What’s happening to patient engagement?
Shifts in who is providing care at the bedside worry this educator
Head cheese, the gelatinous deli meat, is one of my dad’s favorite foods. But after eating a sandwich made with a bad batch of it, my elderly father was admitted to an acute care unit with dehydration, delirium and acute renal failure. During the two weeks he was there, my mom and I visited him frequently, which gave me my first opportunity to see RNs and LPNs working together in acute care.
As the days went by and Mom and I sat at Dad’s bedside, I watched as numerous caregivers came and went. It was extraordinarily confusing to keep track of who was responsible for various aspects of his care. Dad fluctuated on the continuum of stability/instability, which necessitated ongoing shifts between RNs and LPNs. When I would ask the LPN questions about his kidney function or IV medications, she would respond that she did not know and recommend that we talk with Dad’s RN. Most of the RNs refused to share any information, even though my dad had given his permission for the nurses to discuss his care with us. Dad’s care was organized by the tasks that needed to be done and who might be doing them, but there was no sense of any one nurse knowing my dad in a more comprehensive way. And there was no way for us to obtain an overall picture of his treatment and responses to nursing care.

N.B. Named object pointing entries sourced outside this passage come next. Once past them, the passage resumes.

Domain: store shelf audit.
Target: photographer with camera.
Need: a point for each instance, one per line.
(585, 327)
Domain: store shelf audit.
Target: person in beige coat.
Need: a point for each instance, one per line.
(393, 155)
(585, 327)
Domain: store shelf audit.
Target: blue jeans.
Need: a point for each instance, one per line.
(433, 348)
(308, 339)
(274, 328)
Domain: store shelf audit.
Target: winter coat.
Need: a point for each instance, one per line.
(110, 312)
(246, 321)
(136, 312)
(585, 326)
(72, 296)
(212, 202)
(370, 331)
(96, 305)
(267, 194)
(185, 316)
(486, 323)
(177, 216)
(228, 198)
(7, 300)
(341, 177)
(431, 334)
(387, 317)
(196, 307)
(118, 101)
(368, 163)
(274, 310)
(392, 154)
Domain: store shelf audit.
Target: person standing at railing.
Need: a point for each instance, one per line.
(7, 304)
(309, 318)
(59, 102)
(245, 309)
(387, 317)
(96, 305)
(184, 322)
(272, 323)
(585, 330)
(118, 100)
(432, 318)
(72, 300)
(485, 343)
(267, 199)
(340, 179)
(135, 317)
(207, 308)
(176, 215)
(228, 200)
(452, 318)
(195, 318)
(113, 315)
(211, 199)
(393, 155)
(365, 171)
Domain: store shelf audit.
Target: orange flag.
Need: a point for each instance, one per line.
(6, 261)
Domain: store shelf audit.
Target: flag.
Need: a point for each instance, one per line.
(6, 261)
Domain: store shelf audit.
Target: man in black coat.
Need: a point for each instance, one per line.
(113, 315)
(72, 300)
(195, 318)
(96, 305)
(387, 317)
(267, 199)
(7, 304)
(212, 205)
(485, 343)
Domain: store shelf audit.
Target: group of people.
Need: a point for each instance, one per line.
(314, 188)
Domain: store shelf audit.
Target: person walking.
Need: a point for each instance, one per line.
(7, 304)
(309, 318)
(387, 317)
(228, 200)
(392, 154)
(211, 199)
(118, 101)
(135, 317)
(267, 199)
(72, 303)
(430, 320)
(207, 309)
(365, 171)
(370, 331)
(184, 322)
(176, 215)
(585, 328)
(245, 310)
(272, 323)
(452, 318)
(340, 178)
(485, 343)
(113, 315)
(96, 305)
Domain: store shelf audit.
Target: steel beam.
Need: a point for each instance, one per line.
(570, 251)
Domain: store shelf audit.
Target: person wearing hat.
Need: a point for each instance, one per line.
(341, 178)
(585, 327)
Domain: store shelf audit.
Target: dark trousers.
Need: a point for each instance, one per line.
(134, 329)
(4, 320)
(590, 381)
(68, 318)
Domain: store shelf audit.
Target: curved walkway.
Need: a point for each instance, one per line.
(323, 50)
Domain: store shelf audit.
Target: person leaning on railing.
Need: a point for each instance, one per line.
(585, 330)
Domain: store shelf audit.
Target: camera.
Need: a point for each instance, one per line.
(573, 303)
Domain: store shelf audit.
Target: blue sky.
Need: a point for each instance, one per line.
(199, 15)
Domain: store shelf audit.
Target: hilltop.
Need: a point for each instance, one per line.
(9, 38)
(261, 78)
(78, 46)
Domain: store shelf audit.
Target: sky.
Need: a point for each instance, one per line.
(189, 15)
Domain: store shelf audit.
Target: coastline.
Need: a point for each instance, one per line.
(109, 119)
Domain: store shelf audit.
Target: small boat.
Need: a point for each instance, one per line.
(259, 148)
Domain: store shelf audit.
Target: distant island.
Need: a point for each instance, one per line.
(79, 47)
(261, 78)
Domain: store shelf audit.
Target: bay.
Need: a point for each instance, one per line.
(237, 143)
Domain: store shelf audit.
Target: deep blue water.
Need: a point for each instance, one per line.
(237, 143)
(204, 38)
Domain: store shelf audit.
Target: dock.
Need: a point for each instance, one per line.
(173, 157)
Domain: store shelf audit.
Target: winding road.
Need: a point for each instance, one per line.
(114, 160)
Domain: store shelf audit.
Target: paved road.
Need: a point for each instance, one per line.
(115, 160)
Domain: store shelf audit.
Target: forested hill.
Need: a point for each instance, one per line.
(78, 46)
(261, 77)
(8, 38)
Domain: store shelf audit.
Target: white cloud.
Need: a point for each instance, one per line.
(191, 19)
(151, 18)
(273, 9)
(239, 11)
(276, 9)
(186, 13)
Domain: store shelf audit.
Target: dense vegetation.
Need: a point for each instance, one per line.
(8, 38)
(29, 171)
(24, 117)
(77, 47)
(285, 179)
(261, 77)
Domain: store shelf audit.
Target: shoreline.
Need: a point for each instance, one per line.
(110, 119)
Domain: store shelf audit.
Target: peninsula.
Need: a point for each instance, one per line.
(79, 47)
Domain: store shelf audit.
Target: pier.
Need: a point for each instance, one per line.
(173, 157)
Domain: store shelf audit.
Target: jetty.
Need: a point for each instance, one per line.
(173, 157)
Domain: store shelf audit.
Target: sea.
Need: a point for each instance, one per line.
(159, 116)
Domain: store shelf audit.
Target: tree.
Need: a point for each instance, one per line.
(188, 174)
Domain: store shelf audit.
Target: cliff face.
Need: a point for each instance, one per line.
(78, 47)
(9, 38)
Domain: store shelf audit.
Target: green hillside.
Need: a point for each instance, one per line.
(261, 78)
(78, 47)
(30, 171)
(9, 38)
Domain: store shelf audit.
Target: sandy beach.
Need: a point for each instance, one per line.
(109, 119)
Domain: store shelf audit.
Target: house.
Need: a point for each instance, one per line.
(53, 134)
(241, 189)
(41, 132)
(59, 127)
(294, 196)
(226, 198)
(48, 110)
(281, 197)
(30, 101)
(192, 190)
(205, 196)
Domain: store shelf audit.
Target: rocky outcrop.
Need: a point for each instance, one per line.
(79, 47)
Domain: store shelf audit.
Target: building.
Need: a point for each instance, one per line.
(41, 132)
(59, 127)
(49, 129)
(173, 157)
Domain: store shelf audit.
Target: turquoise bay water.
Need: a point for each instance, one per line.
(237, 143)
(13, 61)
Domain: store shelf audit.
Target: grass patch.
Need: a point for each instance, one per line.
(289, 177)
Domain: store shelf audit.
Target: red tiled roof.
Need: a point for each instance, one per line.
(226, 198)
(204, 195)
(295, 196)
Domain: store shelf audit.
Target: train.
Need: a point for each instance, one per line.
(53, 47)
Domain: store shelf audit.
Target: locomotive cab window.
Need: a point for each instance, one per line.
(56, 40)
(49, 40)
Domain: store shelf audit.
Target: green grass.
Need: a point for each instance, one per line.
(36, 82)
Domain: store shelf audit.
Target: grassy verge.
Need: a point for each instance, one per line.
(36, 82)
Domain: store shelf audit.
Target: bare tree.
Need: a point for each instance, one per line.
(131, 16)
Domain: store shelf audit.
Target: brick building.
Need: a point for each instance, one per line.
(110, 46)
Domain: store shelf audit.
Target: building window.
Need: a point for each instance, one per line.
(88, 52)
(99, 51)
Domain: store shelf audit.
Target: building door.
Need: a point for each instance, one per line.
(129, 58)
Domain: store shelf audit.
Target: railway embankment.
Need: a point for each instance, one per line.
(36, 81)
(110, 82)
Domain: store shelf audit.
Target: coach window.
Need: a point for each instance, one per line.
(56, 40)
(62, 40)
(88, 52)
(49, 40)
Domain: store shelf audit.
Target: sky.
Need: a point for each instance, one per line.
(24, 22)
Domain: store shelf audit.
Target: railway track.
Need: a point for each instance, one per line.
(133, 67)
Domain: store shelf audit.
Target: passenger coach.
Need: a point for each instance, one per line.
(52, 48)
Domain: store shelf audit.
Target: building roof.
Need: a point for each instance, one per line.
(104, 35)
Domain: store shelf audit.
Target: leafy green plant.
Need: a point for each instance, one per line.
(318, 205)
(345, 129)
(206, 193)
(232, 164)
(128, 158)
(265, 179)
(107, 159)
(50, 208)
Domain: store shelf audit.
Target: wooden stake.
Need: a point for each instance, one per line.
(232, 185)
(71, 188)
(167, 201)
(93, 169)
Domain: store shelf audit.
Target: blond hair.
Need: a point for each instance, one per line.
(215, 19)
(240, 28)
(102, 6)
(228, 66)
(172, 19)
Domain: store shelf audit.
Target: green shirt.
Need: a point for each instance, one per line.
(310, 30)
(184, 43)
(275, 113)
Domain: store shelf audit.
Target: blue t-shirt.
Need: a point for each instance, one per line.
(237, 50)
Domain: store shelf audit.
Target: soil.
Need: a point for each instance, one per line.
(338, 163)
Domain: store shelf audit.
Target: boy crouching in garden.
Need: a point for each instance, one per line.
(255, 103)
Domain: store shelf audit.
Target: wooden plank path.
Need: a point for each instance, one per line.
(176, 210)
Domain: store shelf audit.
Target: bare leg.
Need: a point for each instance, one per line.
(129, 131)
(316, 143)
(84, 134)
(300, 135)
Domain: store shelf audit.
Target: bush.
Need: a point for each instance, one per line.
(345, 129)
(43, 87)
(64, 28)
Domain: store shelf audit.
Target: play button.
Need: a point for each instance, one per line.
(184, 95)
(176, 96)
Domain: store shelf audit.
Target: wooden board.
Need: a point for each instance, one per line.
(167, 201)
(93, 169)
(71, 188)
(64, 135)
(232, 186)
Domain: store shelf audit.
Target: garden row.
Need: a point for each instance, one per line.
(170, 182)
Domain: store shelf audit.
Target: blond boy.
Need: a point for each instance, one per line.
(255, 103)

Knowing the patient through hands-on care used to be a major focus for bedside RNs and, according to Patricia Benner in From Novice to Expert, it is crucial for developing competent nursing practice. Changes to staff mix are constraining RNs’ ability to know their patients. Situating RNs as team leaders, focusing primarily on care planning and discharge planning, removes them from the bedside, while LPNs and health-care aides are increasingly positioned as direct caregivers. As an educator, I worry that this model of care will mean that RNs and students in RN programs will have less access to RN mentors with expertise in hands-on care.
Benner’s findings on skill acquisition form one of the foundational elements of the current LPN curriculum in British Columbia, and they also appear in the Canadian Council for Practical Nurse Regulators document Becoming a Licensed Practical Nurse in Canada: Requisite Skills and Abilities. However, I question if her findings, which are based on 30-year-old research with post-licensure RNs, fit within the realm of the current shifts in staff mix (or can, in fact, even be appropriately applied to post-licensure LPNs). The competency levels Benner refers to are contextually embedded in the RN experience. I believe that shifting care contexts necessitates further research into how the various nursing groups acquire expertise.
It is time for RNs to question the current evidence being used to justify shifts in the composition of nursing teams. As well, it is crucial that they voice their concerns about how RNs learn and teach nursing, question how best to support the development of nursing expertise, and engage in research that examines nursing teams in acute care. The division of labour created by assigning care tasks to various health-care providers is shifting how nursing expertise is developed. Attention must be given to the impact of this shift on patients and families and on our understandings of nursing care.